As I answered questions and talked to the anglers it became obvious to me that finesse fishing was the thing in Italy. They had a really good understanding of that aspect of our sport. The thing is, though, they all wanted to learn about power techniques so that’s mostly what we talked about. There’s no doubt in my mind that most of them will be catching bass with power techniques in the near future. They’re good anglers.
After a couple of days of talking we went fishing. Be advised that we don’t have anything on them when it comes to the quality of our fisheries. In one day I caught a ton of bass, including several that would be quality keepers in any lake or river in our country. They acted like our northern strain. I suspect that’s what they are although I wasn’t able to get any reliable scientific data to prove that.

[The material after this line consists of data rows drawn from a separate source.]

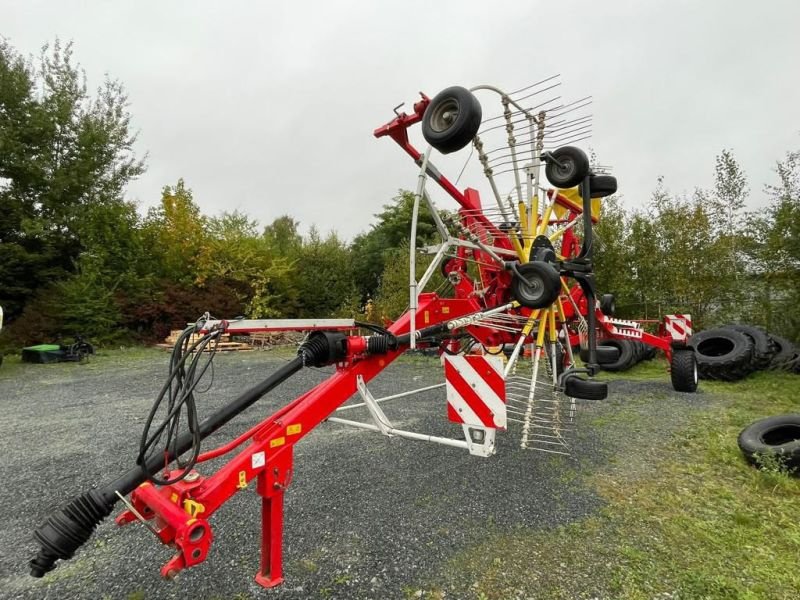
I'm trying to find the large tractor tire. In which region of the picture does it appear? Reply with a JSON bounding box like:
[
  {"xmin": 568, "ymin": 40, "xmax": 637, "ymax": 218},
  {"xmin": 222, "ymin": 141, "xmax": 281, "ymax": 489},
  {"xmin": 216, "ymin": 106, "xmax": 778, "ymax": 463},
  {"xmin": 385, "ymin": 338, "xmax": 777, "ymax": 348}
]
[
  {"xmin": 688, "ymin": 327, "xmax": 753, "ymax": 381},
  {"xmin": 739, "ymin": 414, "xmax": 800, "ymax": 473},
  {"xmin": 669, "ymin": 348, "xmax": 699, "ymax": 393},
  {"xmin": 422, "ymin": 85, "xmax": 483, "ymax": 154},
  {"xmin": 725, "ymin": 323, "xmax": 776, "ymax": 370}
]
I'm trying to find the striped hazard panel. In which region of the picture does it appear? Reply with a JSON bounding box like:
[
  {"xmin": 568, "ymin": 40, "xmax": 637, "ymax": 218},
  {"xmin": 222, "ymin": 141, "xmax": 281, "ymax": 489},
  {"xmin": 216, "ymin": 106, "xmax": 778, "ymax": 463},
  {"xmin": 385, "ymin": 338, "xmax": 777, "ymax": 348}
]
[{"xmin": 444, "ymin": 354, "xmax": 506, "ymax": 429}]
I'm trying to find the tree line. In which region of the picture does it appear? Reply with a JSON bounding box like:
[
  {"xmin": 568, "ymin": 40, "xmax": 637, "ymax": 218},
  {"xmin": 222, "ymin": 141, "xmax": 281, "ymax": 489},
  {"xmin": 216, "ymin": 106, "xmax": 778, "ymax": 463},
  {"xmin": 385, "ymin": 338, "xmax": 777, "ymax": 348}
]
[{"xmin": 0, "ymin": 41, "xmax": 800, "ymax": 347}]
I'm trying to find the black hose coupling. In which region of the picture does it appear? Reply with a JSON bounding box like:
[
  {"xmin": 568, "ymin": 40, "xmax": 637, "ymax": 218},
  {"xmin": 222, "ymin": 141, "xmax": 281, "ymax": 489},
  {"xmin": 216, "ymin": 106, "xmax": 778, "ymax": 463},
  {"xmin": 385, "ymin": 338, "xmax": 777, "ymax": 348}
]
[
  {"xmin": 297, "ymin": 331, "xmax": 347, "ymax": 367},
  {"xmin": 29, "ymin": 490, "xmax": 115, "ymax": 577},
  {"xmin": 367, "ymin": 334, "xmax": 399, "ymax": 354}
]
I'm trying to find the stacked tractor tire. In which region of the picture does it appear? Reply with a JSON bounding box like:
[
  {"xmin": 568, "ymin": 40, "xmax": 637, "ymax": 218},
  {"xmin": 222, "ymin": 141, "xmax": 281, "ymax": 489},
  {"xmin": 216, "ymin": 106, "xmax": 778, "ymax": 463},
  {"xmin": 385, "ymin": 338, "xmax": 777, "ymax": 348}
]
[
  {"xmin": 689, "ymin": 323, "xmax": 800, "ymax": 381},
  {"xmin": 580, "ymin": 339, "xmax": 656, "ymax": 372}
]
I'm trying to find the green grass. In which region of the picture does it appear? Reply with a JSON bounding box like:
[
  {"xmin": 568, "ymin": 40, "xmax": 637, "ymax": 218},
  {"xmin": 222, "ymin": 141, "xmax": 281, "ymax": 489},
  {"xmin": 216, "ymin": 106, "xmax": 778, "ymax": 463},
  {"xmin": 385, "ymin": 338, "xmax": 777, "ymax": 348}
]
[
  {"xmin": 442, "ymin": 364, "xmax": 800, "ymax": 600},
  {"xmin": 0, "ymin": 346, "xmax": 169, "ymax": 379}
]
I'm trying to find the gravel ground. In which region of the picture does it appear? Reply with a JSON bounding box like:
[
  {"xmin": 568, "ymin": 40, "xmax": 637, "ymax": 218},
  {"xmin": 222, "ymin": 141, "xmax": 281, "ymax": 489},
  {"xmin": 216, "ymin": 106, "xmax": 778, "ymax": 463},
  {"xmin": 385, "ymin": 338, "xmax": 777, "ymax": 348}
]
[{"xmin": 0, "ymin": 352, "xmax": 699, "ymax": 600}]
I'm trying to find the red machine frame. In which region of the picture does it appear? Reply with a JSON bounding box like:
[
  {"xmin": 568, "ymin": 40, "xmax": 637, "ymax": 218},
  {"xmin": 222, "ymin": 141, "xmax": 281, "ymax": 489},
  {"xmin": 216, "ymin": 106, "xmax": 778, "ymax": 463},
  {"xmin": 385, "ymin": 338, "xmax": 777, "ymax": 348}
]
[{"xmin": 31, "ymin": 84, "xmax": 692, "ymax": 587}]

Another thing I found out was that they have some of the same problems we have when it comes to the sport as a whole. Several years ago they had a serious downturn in participation. Thanks largely to hard work and a lot of positive publicity by the movers and shakers in the country things look like they’re turning around. Most of the guys and gals in the seminars looked like they were between 15 and 20 years old. That’s good. Young anglers are the future of all of fishing.
The carp part
If you think bass fishing is technical and specialized, you have no idea! Carp anglers are serious men and women. They have specialty rods and reels, line, floats and hooks. But the real deal is their baits. That’s where it’s at with these anglers.
Their baits aren’t artificial and they’re not alive. They’re made from stuff — everything from special recipe doughs to dead animal parts that have rotted in the sun for days.
I’d give you more details if I could, but I can’t. Carp baits are top secret. You’d have a better chance of a Bassmaster Elite Series angler telling you what he’s fishing with when he’s in first place during the Classic than you would have of talking an Italian carp angler into giving you his recipe. (Some of them are actually passed down from one generation to the next orally because they fear a written document will be stolen.)
The whole experience proved to me that anglers are anglers and fish are fish regardless of where they’re at or what else is going on in the world.
The country part
The rest of Italy was super, too. The food was great, fresh and tasty, and the people are especially nice and courteous. It’s a wonderful country.
The most spectacular non-fishing thing we saw, though, was the ruins. I live on the outskirts of Philadelphia. Old to us is 200 or 300 years. In Italy they measure old by the thousands of years. How the people back then cut and carved that marble is something I’ll never understand. They worked hard, but it’s more than that. You can see the pride they took in their work everywhere. Maybe we should all think about that. The longevity speaks for itself.